El secretario del Tesoro estadounidense, Scott Besent, acusó a China de «financiar al mayor Estado patrocinador del terrorismo», en referencia a Irán, y dijo que Beijing debería ayudar a Washington en sus esfuerzos por reabrir el Estrecho de Ormuz.
La crítica abierta de Besant a las relaciones de China con Irán el lunes se produce antes de la esperada visita del presidente estadounidense Donald Trump a Beijing la próxima semana, donde tiene previsto reunirse con su homólogo chino Xi Jinping.
Historias recomendadas
Lista de 3 artículosFin de la lista
«Irán es el mayor Estado patrocinador del terrorismo, y China compra el 90% de sus necesidades energéticas, por lo que está financiando al mayor Estado patrocinador del terrorismo», dijo Besant a Fox News.
Pese a las acusaciones, el funcionario estadounidense llamó a Beijing a unirse a Washington en su campaña para reabrir el Estrecho de Ormuz, que fue cerrado por Irán.
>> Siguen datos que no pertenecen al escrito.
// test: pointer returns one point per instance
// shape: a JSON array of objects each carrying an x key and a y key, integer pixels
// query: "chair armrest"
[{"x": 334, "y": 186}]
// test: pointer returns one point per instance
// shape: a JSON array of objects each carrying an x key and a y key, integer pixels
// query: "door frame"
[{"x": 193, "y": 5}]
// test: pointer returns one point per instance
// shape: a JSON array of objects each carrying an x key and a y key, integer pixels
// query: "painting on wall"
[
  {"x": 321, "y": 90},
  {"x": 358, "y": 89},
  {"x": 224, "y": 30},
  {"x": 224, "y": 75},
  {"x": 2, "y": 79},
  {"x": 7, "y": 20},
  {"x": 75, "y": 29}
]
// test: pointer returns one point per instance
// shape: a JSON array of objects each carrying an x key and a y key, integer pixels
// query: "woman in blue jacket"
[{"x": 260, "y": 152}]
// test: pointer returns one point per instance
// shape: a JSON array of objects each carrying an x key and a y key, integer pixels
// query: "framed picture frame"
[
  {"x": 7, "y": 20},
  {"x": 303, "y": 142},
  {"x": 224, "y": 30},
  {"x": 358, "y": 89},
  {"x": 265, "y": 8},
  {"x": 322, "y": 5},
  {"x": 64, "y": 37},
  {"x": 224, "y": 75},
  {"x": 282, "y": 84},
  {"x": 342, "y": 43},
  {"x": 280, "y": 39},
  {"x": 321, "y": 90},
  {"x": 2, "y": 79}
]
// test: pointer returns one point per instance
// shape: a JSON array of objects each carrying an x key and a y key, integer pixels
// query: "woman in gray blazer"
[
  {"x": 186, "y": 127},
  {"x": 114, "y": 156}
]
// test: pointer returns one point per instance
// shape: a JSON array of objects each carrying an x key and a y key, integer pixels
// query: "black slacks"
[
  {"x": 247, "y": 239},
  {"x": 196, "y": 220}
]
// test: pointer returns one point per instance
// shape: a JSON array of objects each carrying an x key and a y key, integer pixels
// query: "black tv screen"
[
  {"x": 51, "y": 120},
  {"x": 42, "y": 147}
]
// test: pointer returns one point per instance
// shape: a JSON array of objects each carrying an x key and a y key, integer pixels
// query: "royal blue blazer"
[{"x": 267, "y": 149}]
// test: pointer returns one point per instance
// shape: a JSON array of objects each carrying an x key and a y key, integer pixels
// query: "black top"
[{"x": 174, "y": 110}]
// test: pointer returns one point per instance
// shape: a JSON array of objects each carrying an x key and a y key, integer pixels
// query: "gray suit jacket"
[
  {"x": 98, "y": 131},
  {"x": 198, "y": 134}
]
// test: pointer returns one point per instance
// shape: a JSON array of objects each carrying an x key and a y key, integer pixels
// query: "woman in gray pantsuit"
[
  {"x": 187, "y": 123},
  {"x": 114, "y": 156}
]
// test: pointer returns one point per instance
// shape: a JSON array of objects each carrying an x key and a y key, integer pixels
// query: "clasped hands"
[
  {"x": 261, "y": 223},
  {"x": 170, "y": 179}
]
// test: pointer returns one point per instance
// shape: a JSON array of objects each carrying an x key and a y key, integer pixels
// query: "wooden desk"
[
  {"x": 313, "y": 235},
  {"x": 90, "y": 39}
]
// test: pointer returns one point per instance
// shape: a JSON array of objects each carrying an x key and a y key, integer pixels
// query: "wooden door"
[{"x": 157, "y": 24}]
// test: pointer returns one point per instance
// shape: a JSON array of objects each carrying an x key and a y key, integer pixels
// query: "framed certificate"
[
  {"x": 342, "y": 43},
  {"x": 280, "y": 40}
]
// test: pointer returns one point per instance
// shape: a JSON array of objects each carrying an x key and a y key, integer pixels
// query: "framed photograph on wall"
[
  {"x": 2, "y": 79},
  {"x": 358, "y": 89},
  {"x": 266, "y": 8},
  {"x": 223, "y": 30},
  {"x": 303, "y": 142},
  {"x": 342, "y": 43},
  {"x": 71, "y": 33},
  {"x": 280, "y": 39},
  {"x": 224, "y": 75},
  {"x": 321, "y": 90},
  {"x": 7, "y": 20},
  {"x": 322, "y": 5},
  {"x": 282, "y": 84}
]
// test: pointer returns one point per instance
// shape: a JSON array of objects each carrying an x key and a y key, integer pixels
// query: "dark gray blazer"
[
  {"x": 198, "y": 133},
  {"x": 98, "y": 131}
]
«Los ataques de Irán cerraron el estrecho. Lo estamos reabriendo. Así que insto a los chinos a unirse a nosotros para apoyar este proceso internacional», dijo Besant.
Trump anunció el domingo que Estados Unidos «guiaría» a los barcos atrapados en Ormuz fuera del Estrecho, advirtiendo a Irán que no interfiera en la operación, que llamó «Proyecto Libertad».
Estados Unidos dice que los iraníes “no tienen control” sobre Ormuz, dijo Besant. Y añadió: «Tenemos control absoluto sobre el estrecho».
Sin embargo, el Secretario del Tesoro de Estados Unidos sugirió que China utilice su influencia sobre Irán para ayudar a resolver la crisis. «Veamos cómo intensifican la diplomacia e instan a los iraníes a abrir el estrecho», dijo.
Trump y la «presión máxima»
Besant también señaló que China y Rusia vetaron los esfuerzos para condenar el bloqueo iraní de Ormuz en el Consejo de Seguridad de la ONU.
Beijing y Moscú bloquearon un proyecto de resolución de la ONU sobre el Estrecho de Ormuz a principios de este mes, diciendo que era unilateral y sólo condenaba a Teherán sin abordar los ataques estadounidenses e israelíes contra Irán.
El embajador chino, Fu Cong, dijo que el borrador “no logró comprender las causas fundamentales y el panorama completo del conflicto de una manera integral y equilibrada”.
Desde que canceló el acuerdo nuclear multilateral con Irán durante su primer mandato en 2018, Trump ha estado tratando de sofocar a los expertos en energía del país mediante una campaña de sanciones de «máxima presión».
El acuerdo, oficialmente conocido como Plan de Acción Integral Conjunto, permitió a Irán reducir significativamente su programa nuclear bajo supervisión internacional a cambio del levantamiento de las sanciones financieras a su economía.
Incluso después del colapso del JCPOA, China siguió importando petróleo iraní.
La semana pasada, después de que Estados Unidos impusiera sanciones a entidades chinas vinculadas al comercio de petróleo con Irán, Beijing dijo que no reconocía la supuesta jurisdicción de Washington sobre transacciones financieras en las que no estaba involucrado.
El portavoz del Ministerio de Asuntos Exteriores chino, Lin Jian, dijo: «China se opone a sanciones unilaterales ilegales que no tienen base en el derecho internacional».
«Instamos a Estados Unidos a que deje deliberadamente de imponer sanciones y de utilizar la jurisdicción a largo plazo. China defenderá enérgicamente los derechos e intereses legítimos de las empresas chinas».
Relaciones entre Estados Unidos y China
Las tensiones emergentes sobre Irán siguen a un período de calidez en las relaciones entre China y Estados Unidos después de que los dos países alcanzaran un acuerdo comercial inicial a fines del año pasado.
Durante años, Estados Unidos ha retratado a China como su mayor rival global y ha elaborado planes para contrarrestar el creciente poder económico, geopolítico y militar de Beijing.
Las relaciones entre los dos países se han tensado en los últimos años por cuestiones que incluyen disputas comerciales, los reclamos de soberanía de Beijing sobre el Mar de China Meridional y el estatus de Taiwán, la isla autónoma que China reclama como propia.
Pero desde que regresó a la Casa Blanca en enero de 2025, Trump y su administración han dicho que Washington pretende cambiar sus recursos de política exterior para centrarse en el hemisferio occidental, en lugar de competir en la región de Asia y el Pacífico.
Besant dijo el lunes que la cumbre de la próxima semana permitiría a Trump y Xi intercambiar puntos de vista en persona.
“Hemos tenido una gran estabilidad en la relación y, nuevamente, eso se debe al gran respeto que los dos líderes se tienen el uno al otro”, dijo.